Scaffolds and Biological Targets Avenue to Fight Against Drug Resistance in Leishmaniasis

Leishmaniasis is causing a major health problem worldwide and only five to six drugs are available for its control. Among them, antimonials, amphotericin, and miltefosine have been introduced starting in the 1940s and have proved to be effective for many years. However, the appearance of resistance threatens the success of anti-Leishmania treatment and spontaneous resistance to classical first- and second-line anti-Leishmania therapy reveals the major need to develop novel and less toxic drugs. A deep understanding of the mechanisms of drug resistance may help in the design of novel anti-Leishmania agents to be exploited in combination or as second-line therapy. Moreover, the discovery and validation of novel and druggable targets represent a useful tool to tackle drug resistance in leishmaniasis.

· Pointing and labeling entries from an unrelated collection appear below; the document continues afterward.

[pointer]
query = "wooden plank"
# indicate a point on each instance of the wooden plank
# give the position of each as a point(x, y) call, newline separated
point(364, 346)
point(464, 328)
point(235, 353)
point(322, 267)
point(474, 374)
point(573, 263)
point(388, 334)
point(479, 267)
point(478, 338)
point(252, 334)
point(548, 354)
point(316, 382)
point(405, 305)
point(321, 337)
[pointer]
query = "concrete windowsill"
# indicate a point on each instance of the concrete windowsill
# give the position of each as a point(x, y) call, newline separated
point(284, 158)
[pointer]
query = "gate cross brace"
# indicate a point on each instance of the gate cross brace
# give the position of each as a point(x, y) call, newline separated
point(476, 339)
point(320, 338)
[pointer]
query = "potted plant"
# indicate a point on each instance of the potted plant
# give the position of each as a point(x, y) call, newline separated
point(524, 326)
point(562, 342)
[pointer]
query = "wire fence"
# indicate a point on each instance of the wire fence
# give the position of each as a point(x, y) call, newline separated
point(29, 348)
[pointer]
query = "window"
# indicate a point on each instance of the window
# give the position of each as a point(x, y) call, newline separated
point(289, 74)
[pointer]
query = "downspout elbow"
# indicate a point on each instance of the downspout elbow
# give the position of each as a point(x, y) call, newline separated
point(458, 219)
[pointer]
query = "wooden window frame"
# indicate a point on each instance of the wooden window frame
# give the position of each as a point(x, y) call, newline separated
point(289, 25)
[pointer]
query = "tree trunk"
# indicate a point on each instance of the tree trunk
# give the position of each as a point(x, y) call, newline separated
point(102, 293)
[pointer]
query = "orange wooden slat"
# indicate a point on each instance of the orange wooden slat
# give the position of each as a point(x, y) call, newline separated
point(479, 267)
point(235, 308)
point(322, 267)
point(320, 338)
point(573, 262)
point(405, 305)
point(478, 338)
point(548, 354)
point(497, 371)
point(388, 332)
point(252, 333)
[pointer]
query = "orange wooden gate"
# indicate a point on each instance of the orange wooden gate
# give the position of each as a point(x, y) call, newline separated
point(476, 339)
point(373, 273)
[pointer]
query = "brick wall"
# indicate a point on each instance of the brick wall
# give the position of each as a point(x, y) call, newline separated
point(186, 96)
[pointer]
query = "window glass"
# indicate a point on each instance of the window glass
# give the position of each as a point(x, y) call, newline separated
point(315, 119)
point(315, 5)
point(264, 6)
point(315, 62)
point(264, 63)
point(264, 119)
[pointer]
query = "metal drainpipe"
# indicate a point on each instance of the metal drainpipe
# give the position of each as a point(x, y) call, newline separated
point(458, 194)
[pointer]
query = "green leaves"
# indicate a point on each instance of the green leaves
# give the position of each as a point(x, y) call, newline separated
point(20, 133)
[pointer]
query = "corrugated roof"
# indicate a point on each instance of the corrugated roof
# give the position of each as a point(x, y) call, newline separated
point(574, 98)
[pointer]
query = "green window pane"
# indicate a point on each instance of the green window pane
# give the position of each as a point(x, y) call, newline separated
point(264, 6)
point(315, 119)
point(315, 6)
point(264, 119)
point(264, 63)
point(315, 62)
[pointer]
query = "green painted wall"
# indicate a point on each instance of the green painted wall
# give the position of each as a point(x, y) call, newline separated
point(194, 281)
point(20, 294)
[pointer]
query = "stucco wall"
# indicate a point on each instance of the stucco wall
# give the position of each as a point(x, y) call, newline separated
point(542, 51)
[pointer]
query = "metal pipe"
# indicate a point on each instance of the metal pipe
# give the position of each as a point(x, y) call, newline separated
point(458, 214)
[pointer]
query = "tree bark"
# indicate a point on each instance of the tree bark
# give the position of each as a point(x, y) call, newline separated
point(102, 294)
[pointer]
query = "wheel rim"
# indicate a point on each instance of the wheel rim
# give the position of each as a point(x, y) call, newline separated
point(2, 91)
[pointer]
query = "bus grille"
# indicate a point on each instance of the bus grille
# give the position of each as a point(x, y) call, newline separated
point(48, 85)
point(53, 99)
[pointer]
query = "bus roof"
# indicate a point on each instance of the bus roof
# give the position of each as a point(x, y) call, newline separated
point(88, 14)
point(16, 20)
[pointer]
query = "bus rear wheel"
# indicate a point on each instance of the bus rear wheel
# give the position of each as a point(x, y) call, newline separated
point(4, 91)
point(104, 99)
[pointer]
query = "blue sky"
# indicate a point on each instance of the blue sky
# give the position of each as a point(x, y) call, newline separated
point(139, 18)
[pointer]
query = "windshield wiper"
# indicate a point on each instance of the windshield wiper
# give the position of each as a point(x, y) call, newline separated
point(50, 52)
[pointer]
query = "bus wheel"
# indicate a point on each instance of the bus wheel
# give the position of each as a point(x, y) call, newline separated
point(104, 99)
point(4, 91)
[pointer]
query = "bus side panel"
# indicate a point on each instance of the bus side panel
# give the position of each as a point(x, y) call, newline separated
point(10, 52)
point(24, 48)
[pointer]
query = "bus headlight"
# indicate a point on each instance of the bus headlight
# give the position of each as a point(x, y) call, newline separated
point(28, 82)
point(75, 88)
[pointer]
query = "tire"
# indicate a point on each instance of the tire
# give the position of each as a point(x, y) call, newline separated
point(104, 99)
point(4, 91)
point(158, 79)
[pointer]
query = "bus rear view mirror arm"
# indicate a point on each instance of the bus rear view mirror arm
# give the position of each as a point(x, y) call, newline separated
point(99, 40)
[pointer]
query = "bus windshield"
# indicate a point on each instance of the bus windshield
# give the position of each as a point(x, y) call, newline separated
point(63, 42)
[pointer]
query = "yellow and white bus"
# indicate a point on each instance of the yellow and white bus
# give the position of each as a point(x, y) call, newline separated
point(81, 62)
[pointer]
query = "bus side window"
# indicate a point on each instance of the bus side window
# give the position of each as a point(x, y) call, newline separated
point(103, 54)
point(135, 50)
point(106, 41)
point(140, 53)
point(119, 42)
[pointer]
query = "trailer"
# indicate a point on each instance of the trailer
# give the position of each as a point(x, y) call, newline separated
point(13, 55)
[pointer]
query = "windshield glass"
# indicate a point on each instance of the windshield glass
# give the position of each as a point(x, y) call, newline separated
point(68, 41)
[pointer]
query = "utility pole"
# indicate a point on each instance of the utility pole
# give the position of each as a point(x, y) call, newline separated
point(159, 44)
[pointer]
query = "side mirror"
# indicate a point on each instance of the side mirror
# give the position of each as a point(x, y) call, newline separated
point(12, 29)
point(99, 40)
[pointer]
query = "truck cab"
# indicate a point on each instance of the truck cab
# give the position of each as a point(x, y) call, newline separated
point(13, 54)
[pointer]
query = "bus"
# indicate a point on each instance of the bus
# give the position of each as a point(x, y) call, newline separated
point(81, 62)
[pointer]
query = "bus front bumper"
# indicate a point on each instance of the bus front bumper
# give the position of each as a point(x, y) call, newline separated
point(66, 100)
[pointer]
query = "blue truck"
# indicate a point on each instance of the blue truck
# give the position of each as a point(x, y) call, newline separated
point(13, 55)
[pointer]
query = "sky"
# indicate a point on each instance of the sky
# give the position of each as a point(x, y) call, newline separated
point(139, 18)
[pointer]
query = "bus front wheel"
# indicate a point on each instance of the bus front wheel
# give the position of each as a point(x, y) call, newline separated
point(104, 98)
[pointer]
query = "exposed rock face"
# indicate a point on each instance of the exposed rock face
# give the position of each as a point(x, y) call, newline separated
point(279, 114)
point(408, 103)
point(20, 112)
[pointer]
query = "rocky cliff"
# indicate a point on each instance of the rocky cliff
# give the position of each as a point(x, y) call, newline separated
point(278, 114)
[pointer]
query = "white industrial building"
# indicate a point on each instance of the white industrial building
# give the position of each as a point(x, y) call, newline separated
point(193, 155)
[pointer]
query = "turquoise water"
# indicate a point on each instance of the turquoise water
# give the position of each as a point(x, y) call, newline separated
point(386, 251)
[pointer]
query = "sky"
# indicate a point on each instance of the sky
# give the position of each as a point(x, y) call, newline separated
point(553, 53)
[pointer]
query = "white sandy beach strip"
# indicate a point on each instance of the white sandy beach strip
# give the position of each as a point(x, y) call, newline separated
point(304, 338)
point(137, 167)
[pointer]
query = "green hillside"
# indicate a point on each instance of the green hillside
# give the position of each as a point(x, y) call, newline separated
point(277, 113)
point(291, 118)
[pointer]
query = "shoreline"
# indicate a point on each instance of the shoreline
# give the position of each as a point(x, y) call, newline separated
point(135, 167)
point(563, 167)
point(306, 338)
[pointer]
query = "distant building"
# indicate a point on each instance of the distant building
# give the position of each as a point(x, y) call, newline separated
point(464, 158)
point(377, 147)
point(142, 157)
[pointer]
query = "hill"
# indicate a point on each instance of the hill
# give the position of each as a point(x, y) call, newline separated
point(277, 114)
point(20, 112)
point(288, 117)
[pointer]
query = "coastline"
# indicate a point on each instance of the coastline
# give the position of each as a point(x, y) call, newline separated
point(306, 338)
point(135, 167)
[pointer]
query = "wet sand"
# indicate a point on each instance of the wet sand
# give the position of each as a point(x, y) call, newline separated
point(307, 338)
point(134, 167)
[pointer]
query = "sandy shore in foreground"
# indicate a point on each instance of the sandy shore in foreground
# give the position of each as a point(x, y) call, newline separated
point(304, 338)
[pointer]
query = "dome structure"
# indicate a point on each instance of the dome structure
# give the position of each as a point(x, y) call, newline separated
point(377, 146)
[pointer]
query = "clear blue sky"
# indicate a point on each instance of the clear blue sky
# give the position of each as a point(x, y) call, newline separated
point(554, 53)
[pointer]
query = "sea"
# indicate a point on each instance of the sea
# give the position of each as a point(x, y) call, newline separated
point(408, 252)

Some biological processes such as redox metabolism, folate biosynthesis, protein synthesis, and turnover are potentially suitable to develop novel effective agents since they involve proteins showing a unique biological profile with respect to the human metabolism. Phenotypic screening and target-based drug discovery are promising tools to be exploited in drug discovery and development for leishmaniasis. Herein, we outline the most recent efforts in the identification of novel chemical scaffolds using both drug discovery strategies. We finally discuss the breakthroughs in the identification and validation of new biological targets, including Leishmania infantum initiation factor 4A, Leishmania casein kinase 1.2 (LmCK1.2), and methionyl-tRNA synthetase in Leishmania parasites. Different medicinal chemistry teams are currently exploring these targets aiming to pick out compounds displaying an improved profile to reinforce the drug pipeline.